Effects of supplementary feeding lucerne hay and barley grain to Angora does during the last third of pregnancy and lactation, and of litter size on pasture, birth weight, live weight, parasitism, milk production, milk composition and mohair production

2020 
Abstract The effects of feeding lucerne hay (Medicago sativa) and or barley grain to grazing reproducing Angora does on birth weight, live weight, body condition, quality and production of milk and mohair and gastrointestinal parasitism were investigated in does and kids. The design was supplementation for the last 8 weeks prepartum to 8 weeks postpartum with 5 levels of whole barley grain (GL: 0, 115, 230, 345, 460 g/d/doe) × 2 levels of hay supplementation (HL, 380 g/d/doe 8 weeks prepartum, 0 g/d postpartum; HH, 830 g/d/doe 8 weeks prepartum, 800 g/d/doe 8 weeks postpartum) × 2 randomised blocks. This provided 20 experimental plots, 10 for each level of hay and 4 for each GL. Each plot contained one dry doe, three single litter does, and one twin litter doe. Pastoral conditions were poor with low availability of green pasture until late spring. Does kidded in early August.
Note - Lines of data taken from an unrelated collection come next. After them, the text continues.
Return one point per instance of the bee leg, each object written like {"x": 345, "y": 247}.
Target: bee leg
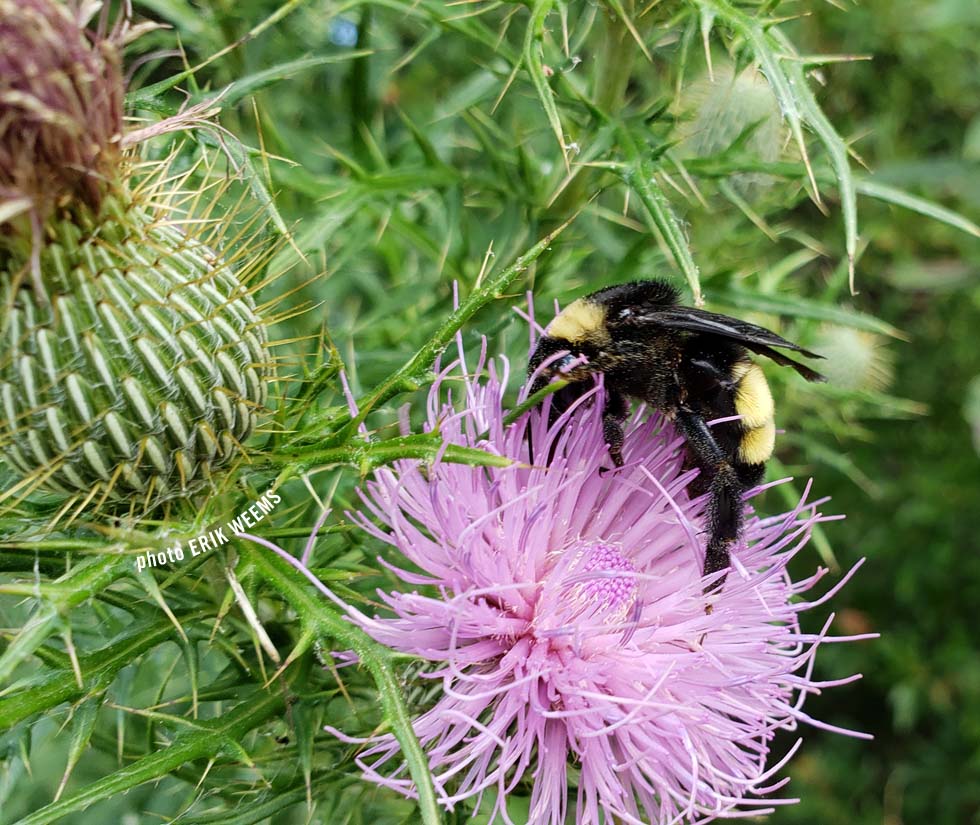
{"x": 725, "y": 506}
{"x": 615, "y": 412}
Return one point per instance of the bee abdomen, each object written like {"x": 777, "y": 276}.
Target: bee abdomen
{"x": 753, "y": 401}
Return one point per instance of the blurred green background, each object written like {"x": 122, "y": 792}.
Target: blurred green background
{"x": 402, "y": 139}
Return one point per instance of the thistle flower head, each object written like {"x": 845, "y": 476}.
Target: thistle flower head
{"x": 562, "y": 610}
{"x": 61, "y": 106}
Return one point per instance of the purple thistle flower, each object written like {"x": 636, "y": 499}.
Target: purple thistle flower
{"x": 564, "y": 614}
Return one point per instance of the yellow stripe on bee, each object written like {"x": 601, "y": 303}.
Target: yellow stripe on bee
{"x": 753, "y": 400}
{"x": 756, "y": 445}
{"x": 581, "y": 319}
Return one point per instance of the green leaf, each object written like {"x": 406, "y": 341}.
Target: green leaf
{"x": 898, "y": 197}
{"x": 796, "y": 306}
{"x": 210, "y": 739}
{"x": 70, "y": 590}
{"x": 322, "y": 617}
{"x": 534, "y": 60}
{"x": 640, "y": 177}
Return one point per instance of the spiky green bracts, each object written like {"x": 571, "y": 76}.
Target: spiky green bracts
{"x": 133, "y": 363}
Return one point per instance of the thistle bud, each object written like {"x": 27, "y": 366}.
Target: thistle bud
{"x": 133, "y": 363}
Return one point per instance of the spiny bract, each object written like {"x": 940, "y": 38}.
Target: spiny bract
{"x": 139, "y": 372}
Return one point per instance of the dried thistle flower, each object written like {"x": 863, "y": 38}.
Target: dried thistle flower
{"x": 61, "y": 107}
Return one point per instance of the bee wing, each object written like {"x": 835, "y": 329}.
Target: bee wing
{"x": 755, "y": 338}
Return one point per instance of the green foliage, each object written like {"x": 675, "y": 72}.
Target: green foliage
{"x": 407, "y": 146}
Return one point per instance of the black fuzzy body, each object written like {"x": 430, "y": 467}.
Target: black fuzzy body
{"x": 688, "y": 364}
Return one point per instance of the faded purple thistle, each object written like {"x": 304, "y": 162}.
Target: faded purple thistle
{"x": 61, "y": 105}
{"x": 563, "y": 612}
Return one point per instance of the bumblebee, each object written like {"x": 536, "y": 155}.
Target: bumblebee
{"x": 691, "y": 365}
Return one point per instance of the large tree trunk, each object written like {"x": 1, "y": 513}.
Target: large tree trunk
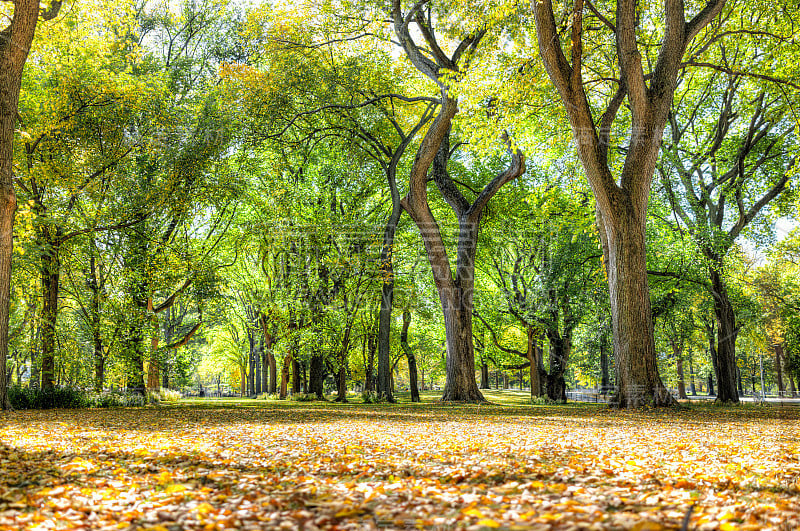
{"x": 50, "y": 274}
{"x": 559, "y": 352}
{"x": 532, "y": 353}
{"x": 725, "y": 358}
{"x": 15, "y": 42}
{"x": 622, "y": 235}
{"x": 778, "y": 349}
{"x": 412, "y": 360}
{"x": 273, "y": 372}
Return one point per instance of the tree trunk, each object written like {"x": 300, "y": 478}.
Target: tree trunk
{"x": 296, "y": 378}
{"x": 251, "y": 363}
{"x": 727, "y": 331}
{"x": 317, "y": 375}
{"x": 154, "y": 364}
{"x": 412, "y": 360}
{"x": 778, "y": 349}
{"x": 369, "y": 379}
{"x": 622, "y": 235}
{"x": 259, "y": 353}
{"x": 15, "y": 42}
{"x": 605, "y": 381}
{"x": 384, "y": 387}
{"x": 94, "y": 319}
{"x": 677, "y": 351}
{"x": 266, "y": 347}
{"x": 273, "y": 372}
{"x": 50, "y": 275}
{"x": 559, "y": 350}
{"x": 287, "y": 363}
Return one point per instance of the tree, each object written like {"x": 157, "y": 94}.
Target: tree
{"x": 729, "y": 156}
{"x": 622, "y": 200}
{"x": 455, "y": 289}
{"x": 15, "y": 43}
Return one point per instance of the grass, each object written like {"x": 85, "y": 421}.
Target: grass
{"x": 249, "y": 464}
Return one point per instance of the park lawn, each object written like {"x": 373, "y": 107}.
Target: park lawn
{"x": 270, "y": 465}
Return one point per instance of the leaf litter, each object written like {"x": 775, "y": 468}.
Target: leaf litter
{"x": 290, "y": 466}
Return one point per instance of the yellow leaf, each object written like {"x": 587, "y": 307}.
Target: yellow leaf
{"x": 175, "y": 487}
{"x": 472, "y": 511}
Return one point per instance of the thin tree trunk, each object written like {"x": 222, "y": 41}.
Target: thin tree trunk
{"x": 622, "y": 235}
{"x": 725, "y": 358}
{"x": 778, "y": 349}
{"x": 484, "y": 375}
{"x": 532, "y": 354}
{"x": 412, "y": 360}
{"x": 50, "y": 274}
{"x": 317, "y": 375}
{"x": 559, "y": 349}
{"x": 287, "y": 363}
{"x": 296, "y": 378}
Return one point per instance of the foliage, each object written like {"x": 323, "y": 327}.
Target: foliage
{"x": 55, "y": 397}
{"x": 163, "y": 395}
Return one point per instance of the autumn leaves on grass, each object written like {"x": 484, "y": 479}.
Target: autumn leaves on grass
{"x": 295, "y": 466}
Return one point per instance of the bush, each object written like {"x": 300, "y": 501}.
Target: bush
{"x": 56, "y": 397}
{"x": 544, "y": 401}
{"x": 163, "y": 395}
{"x": 112, "y": 400}
{"x": 369, "y": 397}
{"x": 304, "y": 397}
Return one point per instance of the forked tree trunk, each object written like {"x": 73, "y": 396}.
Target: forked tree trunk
{"x": 727, "y": 330}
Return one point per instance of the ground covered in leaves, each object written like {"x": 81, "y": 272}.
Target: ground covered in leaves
{"x": 308, "y": 466}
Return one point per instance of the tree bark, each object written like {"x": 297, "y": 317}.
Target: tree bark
{"x": 778, "y": 349}
{"x": 15, "y": 43}
{"x": 559, "y": 352}
{"x": 317, "y": 375}
{"x": 50, "y": 270}
{"x": 727, "y": 330}
{"x": 622, "y": 203}
{"x": 533, "y": 358}
{"x": 287, "y": 363}
{"x": 384, "y": 387}
{"x": 412, "y": 360}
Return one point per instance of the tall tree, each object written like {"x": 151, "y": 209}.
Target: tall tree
{"x": 455, "y": 288}
{"x": 15, "y": 43}
{"x": 622, "y": 199}
{"x": 729, "y": 157}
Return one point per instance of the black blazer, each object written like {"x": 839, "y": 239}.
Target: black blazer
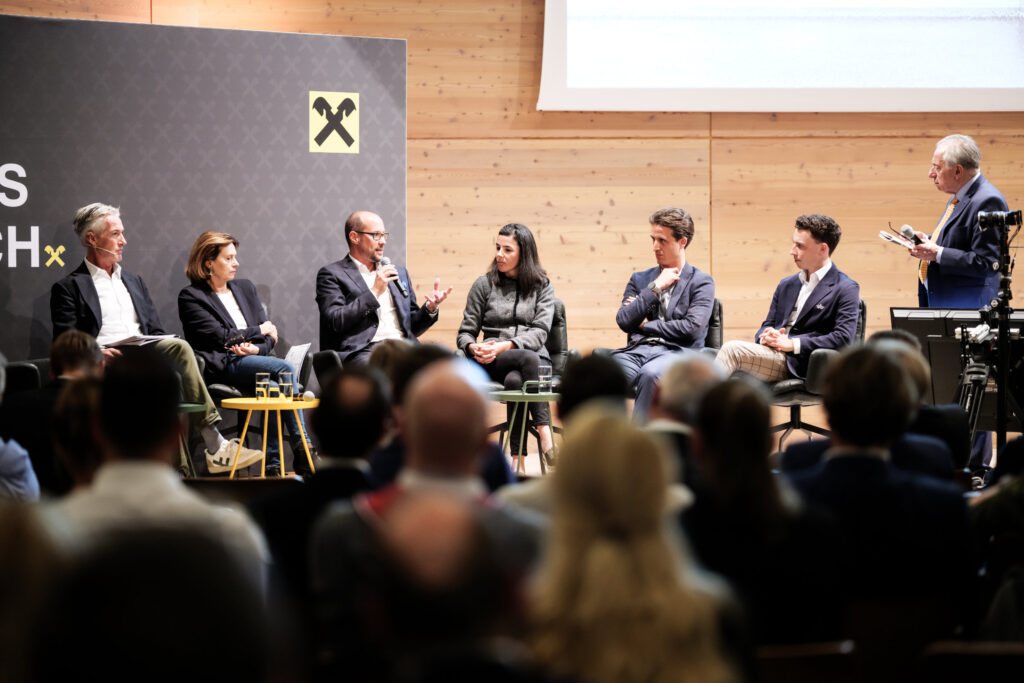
{"x": 208, "y": 326}
{"x": 348, "y": 308}
{"x": 75, "y": 304}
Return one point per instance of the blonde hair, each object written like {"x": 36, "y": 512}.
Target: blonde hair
{"x": 612, "y": 600}
{"x": 207, "y": 248}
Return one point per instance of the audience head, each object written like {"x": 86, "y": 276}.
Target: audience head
{"x": 386, "y": 356}
{"x": 682, "y": 385}
{"x": 677, "y": 220}
{"x": 75, "y": 417}
{"x": 207, "y": 248}
{"x": 592, "y": 378}
{"x": 732, "y": 440}
{"x": 439, "y": 569}
{"x": 92, "y": 219}
{"x": 822, "y": 228}
{"x": 74, "y": 353}
{"x": 353, "y": 412}
{"x": 138, "y": 407}
{"x": 130, "y": 604}
{"x": 411, "y": 364}
{"x": 868, "y": 396}
{"x": 443, "y": 424}
{"x": 908, "y": 357}
{"x": 529, "y": 273}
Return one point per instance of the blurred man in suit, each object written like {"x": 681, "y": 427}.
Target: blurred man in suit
{"x": 665, "y": 309}
{"x": 815, "y": 308}
{"x": 363, "y": 302}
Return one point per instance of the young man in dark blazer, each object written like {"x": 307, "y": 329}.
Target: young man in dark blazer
{"x": 665, "y": 310}
{"x": 364, "y": 301}
{"x": 815, "y": 308}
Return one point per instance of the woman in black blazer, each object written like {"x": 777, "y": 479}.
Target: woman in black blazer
{"x": 225, "y": 324}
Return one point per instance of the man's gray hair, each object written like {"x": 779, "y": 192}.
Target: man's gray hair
{"x": 684, "y": 384}
{"x": 960, "y": 150}
{"x": 91, "y": 218}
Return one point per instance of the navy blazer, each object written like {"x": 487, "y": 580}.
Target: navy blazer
{"x": 348, "y": 308}
{"x": 75, "y": 304}
{"x": 685, "y": 324}
{"x": 208, "y": 326}
{"x": 913, "y": 453}
{"x": 965, "y": 279}
{"x": 828, "y": 318}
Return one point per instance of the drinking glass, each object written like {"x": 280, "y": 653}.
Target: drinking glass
{"x": 286, "y": 385}
{"x": 262, "y": 385}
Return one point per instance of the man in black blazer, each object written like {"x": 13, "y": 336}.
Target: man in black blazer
{"x": 815, "y": 308}
{"x": 956, "y": 259}
{"x": 665, "y": 309}
{"x": 105, "y": 301}
{"x": 363, "y": 301}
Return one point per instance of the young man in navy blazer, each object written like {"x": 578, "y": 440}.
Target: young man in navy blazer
{"x": 110, "y": 303}
{"x": 363, "y": 301}
{"x": 815, "y": 308}
{"x": 665, "y": 310}
{"x": 957, "y": 257}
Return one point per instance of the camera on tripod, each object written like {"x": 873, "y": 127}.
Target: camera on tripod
{"x": 987, "y": 219}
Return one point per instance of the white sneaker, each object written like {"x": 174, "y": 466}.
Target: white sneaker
{"x": 221, "y": 461}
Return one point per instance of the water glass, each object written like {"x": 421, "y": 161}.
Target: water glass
{"x": 286, "y": 385}
{"x": 262, "y": 385}
{"x": 544, "y": 376}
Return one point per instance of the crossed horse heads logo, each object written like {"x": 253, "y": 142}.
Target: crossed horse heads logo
{"x": 335, "y": 121}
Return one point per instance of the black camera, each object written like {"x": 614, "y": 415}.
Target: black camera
{"x": 987, "y": 219}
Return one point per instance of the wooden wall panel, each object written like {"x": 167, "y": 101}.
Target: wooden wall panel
{"x": 586, "y": 201}
{"x": 480, "y": 155}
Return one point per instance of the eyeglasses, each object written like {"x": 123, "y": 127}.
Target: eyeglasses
{"x": 377, "y": 237}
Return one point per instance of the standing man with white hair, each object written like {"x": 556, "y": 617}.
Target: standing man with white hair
{"x": 956, "y": 259}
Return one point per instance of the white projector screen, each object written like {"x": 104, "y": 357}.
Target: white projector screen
{"x": 791, "y": 55}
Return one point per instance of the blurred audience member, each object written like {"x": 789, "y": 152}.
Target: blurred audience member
{"x": 30, "y": 420}
{"x": 614, "y": 600}
{"x": 17, "y": 479}
{"x": 753, "y": 529}
{"x": 160, "y": 605}
{"x": 136, "y": 485}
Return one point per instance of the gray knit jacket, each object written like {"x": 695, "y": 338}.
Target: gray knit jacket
{"x": 503, "y": 312}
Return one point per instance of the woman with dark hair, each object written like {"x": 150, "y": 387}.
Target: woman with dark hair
{"x": 225, "y": 324}
{"x": 512, "y": 306}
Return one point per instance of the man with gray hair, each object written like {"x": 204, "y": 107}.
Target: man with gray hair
{"x": 955, "y": 269}
{"x": 105, "y": 301}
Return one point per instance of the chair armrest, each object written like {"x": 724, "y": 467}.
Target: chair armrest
{"x": 817, "y": 366}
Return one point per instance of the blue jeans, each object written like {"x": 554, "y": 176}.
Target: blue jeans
{"x": 241, "y": 372}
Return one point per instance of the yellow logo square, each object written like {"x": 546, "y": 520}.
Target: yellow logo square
{"x": 334, "y": 122}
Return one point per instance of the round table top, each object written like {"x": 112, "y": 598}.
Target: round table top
{"x": 254, "y": 403}
{"x": 517, "y": 396}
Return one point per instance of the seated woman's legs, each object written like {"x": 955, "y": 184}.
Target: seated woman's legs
{"x": 512, "y": 369}
{"x": 241, "y": 372}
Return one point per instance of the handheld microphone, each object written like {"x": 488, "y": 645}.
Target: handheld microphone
{"x": 400, "y": 285}
{"x": 908, "y": 232}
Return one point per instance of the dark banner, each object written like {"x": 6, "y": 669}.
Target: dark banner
{"x": 272, "y": 137}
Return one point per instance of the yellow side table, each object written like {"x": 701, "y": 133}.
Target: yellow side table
{"x": 276, "y": 406}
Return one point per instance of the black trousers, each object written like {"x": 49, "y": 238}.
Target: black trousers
{"x": 512, "y": 369}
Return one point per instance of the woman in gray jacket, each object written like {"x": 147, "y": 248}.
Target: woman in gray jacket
{"x": 512, "y": 305}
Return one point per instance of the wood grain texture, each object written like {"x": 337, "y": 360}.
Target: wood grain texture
{"x": 480, "y": 155}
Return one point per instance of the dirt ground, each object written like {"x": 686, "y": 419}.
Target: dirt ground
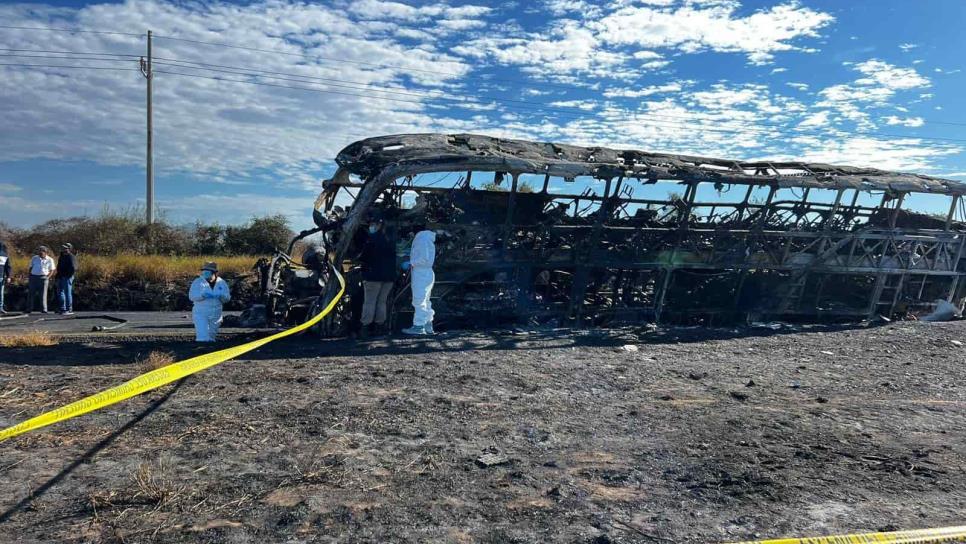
{"x": 685, "y": 436}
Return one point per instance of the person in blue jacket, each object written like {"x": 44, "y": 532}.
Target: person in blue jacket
{"x": 208, "y": 293}
{"x": 6, "y": 272}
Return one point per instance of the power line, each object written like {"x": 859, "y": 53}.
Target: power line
{"x": 382, "y": 65}
{"x": 68, "y": 52}
{"x": 64, "y": 57}
{"x": 584, "y": 115}
{"x": 73, "y": 31}
{"x": 397, "y": 67}
{"x": 543, "y": 106}
{"x": 532, "y": 107}
{"x": 359, "y": 62}
{"x": 69, "y": 66}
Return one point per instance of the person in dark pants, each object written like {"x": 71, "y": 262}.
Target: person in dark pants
{"x": 42, "y": 268}
{"x": 66, "y": 268}
{"x": 378, "y": 276}
{"x": 6, "y": 272}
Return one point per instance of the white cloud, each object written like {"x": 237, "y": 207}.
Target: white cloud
{"x": 905, "y": 122}
{"x": 889, "y": 76}
{"x": 876, "y": 89}
{"x": 600, "y": 44}
{"x": 819, "y": 119}
{"x": 586, "y": 105}
{"x": 902, "y": 154}
{"x": 221, "y": 128}
{"x": 239, "y": 138}
{"x": 672, "y": 87}
{"x": 715, "y": 27}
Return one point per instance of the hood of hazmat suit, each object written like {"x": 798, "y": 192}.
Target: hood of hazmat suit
{"x": 208, "y": 300}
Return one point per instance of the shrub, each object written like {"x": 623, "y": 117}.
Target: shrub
{"x": 125, "y": 232}
{"x": 262, "y": 235}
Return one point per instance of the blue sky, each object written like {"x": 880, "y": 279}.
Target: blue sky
{"x": 875, "y": 83}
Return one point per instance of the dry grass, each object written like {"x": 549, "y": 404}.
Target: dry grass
{"x": 103, "y": 270}
{"x": 156, "y": 360}
{"x": 28, "y": 339}
{"x": 153, "y": 487}
{"x": 123, "y": 268}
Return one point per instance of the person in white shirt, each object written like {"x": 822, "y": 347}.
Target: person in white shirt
{"x": 208, "y": 293}
{"x": 42, "y": 267}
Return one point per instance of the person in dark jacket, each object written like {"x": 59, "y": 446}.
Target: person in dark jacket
{"x": 6, "y": 273}
{"x": 66, "y": 268}
{"x": 378, "y": 276}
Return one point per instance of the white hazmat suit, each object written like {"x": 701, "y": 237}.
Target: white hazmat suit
{"x": 421, "y": 258}
{"x": 208, "y": 301}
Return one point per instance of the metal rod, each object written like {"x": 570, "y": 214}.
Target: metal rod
{"x": 150, "y": 147}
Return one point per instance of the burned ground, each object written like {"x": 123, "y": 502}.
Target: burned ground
{"x": 689, "y": 435}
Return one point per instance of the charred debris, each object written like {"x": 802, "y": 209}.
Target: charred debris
{"x": 542, "y": 233}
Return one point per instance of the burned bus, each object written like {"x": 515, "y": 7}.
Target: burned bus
{"x": 534, "y": 233}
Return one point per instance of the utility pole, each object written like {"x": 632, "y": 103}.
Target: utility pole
{"x": 149, "y": 76}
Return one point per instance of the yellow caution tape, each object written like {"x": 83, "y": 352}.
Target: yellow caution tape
{"x": 162, "y": 376}
{"x": 921, "y": 536}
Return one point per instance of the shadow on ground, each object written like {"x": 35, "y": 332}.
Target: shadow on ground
{"x": 126, "y": 348}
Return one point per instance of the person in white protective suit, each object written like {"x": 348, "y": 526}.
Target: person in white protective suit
{"x": 208, "y": 293}
{"x": 421, "y": 260}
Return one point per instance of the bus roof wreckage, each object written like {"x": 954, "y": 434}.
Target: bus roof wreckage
{"x": 539, "y": 233}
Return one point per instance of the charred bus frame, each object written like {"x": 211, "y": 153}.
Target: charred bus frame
{"x": 604, "y": 255}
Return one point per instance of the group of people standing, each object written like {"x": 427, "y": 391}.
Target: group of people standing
{"x": 379, "y": 271}
{"x": 42, "y": 270}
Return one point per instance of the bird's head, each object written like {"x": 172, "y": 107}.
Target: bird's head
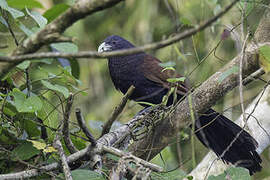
{"x": 113, "y": 43}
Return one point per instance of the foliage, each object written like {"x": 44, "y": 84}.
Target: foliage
{"x": 33, "y": 94}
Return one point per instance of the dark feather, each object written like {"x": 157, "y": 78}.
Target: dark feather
{"x": 150, "y": 81}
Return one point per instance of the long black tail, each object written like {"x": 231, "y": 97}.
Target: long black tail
{"x": 217, "y": 133}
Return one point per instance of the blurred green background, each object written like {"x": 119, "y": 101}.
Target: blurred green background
{"x": 146, "y": 21}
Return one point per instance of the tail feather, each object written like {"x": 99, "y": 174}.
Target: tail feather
{"x": 217, "y": 132}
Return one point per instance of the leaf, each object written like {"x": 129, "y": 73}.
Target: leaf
{"x": 55, "y": 11}
{"x": 232, "y": 173}
{"x": 30, "y": 127}
{"x": 3, "y": 21}
{"x": 224, "y": 75}
{"x": 32, "y": 104}
{"x": 23, "y": 104}
{"x": 24, "y": 151}
{"x": 14, "y": 12}
{"x": 56, "y": 87}
{"x": 24, "y": 65}
{"x": 264, "y": 59}
{"x": 40, "y": 20}
{"x": 21, "y": 4}
{"x": 174, "y": 80}
{"x": 65, "y": 47}
{"x": 27, "y": 31}
{"x": 168, "y": 68}
{"x": 84, "y": 174}
{"x": 42, "y": 146}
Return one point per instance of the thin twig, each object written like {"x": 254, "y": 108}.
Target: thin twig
{"x": 118, "y": 109}
{"x": 64, "y": 162}
{"x": 84, "y": 128}
{"x": 241, "y": 78}
{"x": 5, "y": 16}
{"x": 120, "y": 153}
{"x": 65, "y": 131}
{"x": 94, "y": 54}
{"x": 28, "y": 82}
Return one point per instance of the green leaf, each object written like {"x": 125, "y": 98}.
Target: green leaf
{"x": 56, "y": 87}
{"x": 185, "y": 21}
{"x": 174, "y": 80}
{"x": 224, "y": 75}
{"x": 55, "y": 11}
{"x": 24, "y": 65}
{"x": 65, "y": 47}
{"x": 14, "y": 12}
{"x": 233, "y": 173}
{"x": 33, "y": 104}
{"x": 40, "y": 20}
{"x": 264, "y": 59}
{"x": 23, "y": 104}
{"x": 21, "y": 4}
{"x": 24, "y": 151}
{"x": 3, "y": 21}
{"x": 30, "y": 127}
{"x": 75, "y": 68}
{"x": 80, "y": 174}
{"x": 27, "y": 31}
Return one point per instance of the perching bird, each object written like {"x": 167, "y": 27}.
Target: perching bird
{"x": 214, "y": 130}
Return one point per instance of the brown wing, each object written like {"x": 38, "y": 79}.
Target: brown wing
{"x": 154, "y": 72}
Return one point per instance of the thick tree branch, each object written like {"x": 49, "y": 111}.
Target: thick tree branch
{"x": 94, "y": 54}
{"x": 203, "y": 98}
{"x": 109, "y": 139}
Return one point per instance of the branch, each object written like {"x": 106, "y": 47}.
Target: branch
{"x": 203, "y": 97}
{"x": 94, "y": 54}
{"x": 63, "y": 158}
{"x": 84, "y": 128}
{"x": 259, "y": 127}
{"x": 66, "y": 135}
{"x": 107, "y": 140}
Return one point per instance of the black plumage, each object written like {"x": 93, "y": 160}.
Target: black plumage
{"x": 214, "y": 130}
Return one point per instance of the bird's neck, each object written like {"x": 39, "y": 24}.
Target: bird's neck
{"x": 123, "y": 70}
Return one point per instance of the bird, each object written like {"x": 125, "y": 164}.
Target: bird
{"x": 150, "y": 79}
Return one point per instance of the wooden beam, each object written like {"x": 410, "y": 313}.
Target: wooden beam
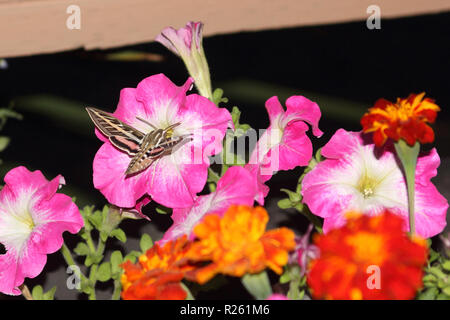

Important results were: GL affected the birth weight of twin kids (+15%) but not of single kids; GL affected kid live weight, milk production, composition and secretion of milk solids, total mohair production and some mohair quality measures but GL increased fibre diameter and incidence of medullated fibres in kid mohair; optimum performance at day 40 of lactation was GL 345 which produced 2325 g/d milk corrected to 4% fat. HH increased secretion of milk protein and total solids compared with HL. Twin litters had greater persistence in lactation to day 100 of lactation compared with single litters. There was evidence that high levels of barley feeding reduced faecal egg count. Dry does gained more live weight, grew 26% more mohair which was 1.7 μm coarser compared with does with single litter. The results indicate that feeding lucerne hay even under adverse seasonal conditions was of little value. The lactation performance of these grazing Angora does was substantially less than their potential. Optimum barley feeding was GL 345 g/d/doe. There was evidence of substitution of pasture for hay. The results quantified the production responses and penalties of Angora does when litter size was increased from non-pregnant status (zero) to 2.